State-owned Guangdong Rising Assets Management Co. remains in talks after its conditional proposal of A$2.30 cash a share was rejected, Gary Stafford, managing director of the Brisbane-based company, said today in a phone interview. A second party will complete due diligence next month, he said.
“We can’t set a deadline, we are simply saying that we would expect that everyone who is in the process at the moment would have had sufficient time by early October,” Stafford said by phone from Sydney. The producer’s board will meet in mid-October, he said.
Buying PanAust would give the acquirer control of a producing Laos mine as well as the Frieda River project in Papua New Guinea, described by the target as one of the world’s largest undeveloped copper and gold deposits.
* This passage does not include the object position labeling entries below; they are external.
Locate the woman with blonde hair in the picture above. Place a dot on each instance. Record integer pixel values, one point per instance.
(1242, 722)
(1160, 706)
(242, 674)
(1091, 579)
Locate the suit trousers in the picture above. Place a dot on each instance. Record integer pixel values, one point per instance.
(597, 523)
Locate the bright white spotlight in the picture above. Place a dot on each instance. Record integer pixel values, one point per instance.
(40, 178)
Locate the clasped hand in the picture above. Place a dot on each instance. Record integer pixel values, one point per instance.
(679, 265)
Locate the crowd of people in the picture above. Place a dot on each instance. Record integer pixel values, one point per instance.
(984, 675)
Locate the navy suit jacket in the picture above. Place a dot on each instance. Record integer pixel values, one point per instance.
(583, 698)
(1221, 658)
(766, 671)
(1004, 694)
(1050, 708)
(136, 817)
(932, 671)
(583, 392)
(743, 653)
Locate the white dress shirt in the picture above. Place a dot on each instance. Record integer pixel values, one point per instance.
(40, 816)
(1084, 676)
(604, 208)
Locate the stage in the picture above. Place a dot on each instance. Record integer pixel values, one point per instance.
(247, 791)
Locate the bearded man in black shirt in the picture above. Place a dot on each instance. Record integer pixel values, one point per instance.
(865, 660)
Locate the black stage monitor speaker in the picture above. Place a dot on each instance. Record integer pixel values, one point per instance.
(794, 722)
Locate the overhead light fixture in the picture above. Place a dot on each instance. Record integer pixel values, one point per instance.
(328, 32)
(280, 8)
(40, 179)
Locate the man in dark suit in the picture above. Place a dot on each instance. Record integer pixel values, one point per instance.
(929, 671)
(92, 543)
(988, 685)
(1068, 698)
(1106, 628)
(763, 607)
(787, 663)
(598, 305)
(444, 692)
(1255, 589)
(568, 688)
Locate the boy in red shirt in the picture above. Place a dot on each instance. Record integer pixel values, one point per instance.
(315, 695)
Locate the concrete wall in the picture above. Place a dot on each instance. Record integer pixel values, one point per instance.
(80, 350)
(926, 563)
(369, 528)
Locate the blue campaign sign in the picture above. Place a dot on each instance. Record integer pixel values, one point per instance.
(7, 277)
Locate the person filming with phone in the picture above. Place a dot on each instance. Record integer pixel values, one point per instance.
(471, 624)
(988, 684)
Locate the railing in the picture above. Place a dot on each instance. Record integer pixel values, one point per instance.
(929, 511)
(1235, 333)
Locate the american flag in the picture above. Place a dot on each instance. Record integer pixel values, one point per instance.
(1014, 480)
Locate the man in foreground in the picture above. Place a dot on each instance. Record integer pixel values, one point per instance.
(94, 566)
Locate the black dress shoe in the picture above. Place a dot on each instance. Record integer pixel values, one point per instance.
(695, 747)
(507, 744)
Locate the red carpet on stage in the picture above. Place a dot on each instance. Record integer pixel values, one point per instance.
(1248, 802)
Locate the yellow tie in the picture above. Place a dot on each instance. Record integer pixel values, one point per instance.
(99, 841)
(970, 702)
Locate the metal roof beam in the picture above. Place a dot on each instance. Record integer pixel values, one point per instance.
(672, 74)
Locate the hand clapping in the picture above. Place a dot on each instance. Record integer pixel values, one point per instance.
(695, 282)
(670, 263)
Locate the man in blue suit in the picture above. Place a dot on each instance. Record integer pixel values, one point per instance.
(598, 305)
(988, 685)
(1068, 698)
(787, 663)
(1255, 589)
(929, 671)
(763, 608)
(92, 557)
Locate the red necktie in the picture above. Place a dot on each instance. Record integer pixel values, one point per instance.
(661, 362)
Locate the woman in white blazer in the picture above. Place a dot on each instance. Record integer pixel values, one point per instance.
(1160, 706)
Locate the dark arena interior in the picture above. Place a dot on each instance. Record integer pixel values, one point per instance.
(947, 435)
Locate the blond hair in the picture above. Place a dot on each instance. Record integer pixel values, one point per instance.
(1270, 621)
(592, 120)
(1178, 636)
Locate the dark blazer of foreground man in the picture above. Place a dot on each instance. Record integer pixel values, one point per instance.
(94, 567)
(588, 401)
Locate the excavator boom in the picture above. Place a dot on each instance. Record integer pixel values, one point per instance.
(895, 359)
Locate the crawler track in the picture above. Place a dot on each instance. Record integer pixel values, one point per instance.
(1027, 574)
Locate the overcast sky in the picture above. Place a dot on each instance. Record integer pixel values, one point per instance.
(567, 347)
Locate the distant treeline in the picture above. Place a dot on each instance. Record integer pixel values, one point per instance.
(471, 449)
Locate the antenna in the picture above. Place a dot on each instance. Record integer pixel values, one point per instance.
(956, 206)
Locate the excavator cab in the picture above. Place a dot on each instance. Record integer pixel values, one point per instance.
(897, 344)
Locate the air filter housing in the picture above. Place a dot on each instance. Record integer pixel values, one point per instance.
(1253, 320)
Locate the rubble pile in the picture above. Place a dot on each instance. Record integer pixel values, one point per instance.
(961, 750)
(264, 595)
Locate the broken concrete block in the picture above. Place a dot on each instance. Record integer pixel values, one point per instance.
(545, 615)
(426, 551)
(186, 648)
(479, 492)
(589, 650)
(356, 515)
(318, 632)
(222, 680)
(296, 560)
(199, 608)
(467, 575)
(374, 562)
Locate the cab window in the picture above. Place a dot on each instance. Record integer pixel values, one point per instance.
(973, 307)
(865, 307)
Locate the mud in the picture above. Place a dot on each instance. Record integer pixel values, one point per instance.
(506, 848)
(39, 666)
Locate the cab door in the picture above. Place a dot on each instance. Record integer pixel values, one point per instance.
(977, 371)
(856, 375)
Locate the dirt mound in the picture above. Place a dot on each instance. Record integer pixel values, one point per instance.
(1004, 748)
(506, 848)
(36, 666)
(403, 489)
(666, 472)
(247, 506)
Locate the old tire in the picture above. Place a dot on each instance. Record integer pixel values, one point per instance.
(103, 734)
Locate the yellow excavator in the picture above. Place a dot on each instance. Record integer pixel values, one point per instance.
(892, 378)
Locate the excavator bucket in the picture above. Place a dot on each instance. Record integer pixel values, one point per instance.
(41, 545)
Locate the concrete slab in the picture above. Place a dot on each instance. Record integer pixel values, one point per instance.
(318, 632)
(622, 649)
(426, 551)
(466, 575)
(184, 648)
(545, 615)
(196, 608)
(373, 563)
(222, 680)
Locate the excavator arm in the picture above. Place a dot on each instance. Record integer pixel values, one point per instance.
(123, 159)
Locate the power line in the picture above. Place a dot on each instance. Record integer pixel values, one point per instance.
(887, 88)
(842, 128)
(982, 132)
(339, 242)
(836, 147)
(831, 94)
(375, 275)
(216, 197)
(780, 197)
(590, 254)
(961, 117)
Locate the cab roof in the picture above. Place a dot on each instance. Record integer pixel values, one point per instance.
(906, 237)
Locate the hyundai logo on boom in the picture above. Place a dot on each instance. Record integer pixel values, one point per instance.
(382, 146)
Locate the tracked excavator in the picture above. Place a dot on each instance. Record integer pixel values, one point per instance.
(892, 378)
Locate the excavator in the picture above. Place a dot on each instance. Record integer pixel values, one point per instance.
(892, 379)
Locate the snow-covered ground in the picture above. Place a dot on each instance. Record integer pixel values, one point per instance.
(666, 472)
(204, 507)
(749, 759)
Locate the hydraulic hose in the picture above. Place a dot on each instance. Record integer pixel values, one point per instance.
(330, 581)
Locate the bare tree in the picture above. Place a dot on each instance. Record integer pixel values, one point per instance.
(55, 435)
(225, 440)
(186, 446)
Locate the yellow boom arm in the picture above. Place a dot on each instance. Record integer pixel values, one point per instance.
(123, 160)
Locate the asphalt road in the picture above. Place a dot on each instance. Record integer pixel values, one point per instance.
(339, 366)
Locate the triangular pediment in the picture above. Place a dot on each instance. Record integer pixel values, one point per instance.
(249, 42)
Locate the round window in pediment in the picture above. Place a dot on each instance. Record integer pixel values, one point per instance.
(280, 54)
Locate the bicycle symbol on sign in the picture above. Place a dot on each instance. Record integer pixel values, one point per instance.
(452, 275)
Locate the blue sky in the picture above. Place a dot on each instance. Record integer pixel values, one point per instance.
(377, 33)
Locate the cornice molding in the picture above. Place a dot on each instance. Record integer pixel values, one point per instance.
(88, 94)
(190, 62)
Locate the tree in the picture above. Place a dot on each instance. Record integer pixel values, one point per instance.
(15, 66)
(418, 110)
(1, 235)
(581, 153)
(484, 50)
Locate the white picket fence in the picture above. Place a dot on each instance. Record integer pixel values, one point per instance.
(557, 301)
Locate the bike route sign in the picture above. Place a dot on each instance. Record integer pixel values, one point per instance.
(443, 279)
It agreed last year to buy Glencore Plc’s stake in Frieda River, estimating the development costs at as much as $1.8 billion.
PanAust, which today reported a 28 percent fall in first-half profit, declined 2.1 percent to close at A$2.30 in Sydney trading.
The bid from Guangdong, which owns 23 percent of PanAust and is its biggest shareholder according to data compiled by Bloomberg, valued the producer at about A$1.5 billion. PanAust has offered Guangdong and others access to information to facilitate a higher proposal, it said in May.
“These things take up a lot of time, if someone is serious they need to put up a serious proposal to us, if they are not then we will move on,” Stafford said. Some parties granted access to a data room have opted not to pursue their interest, while others continue to deliberate, he said.
Frieda River may produce 100,000 metric tons of copper and 160,000 ounces of gold annually and have a mine life of 18 years, according to a company filing.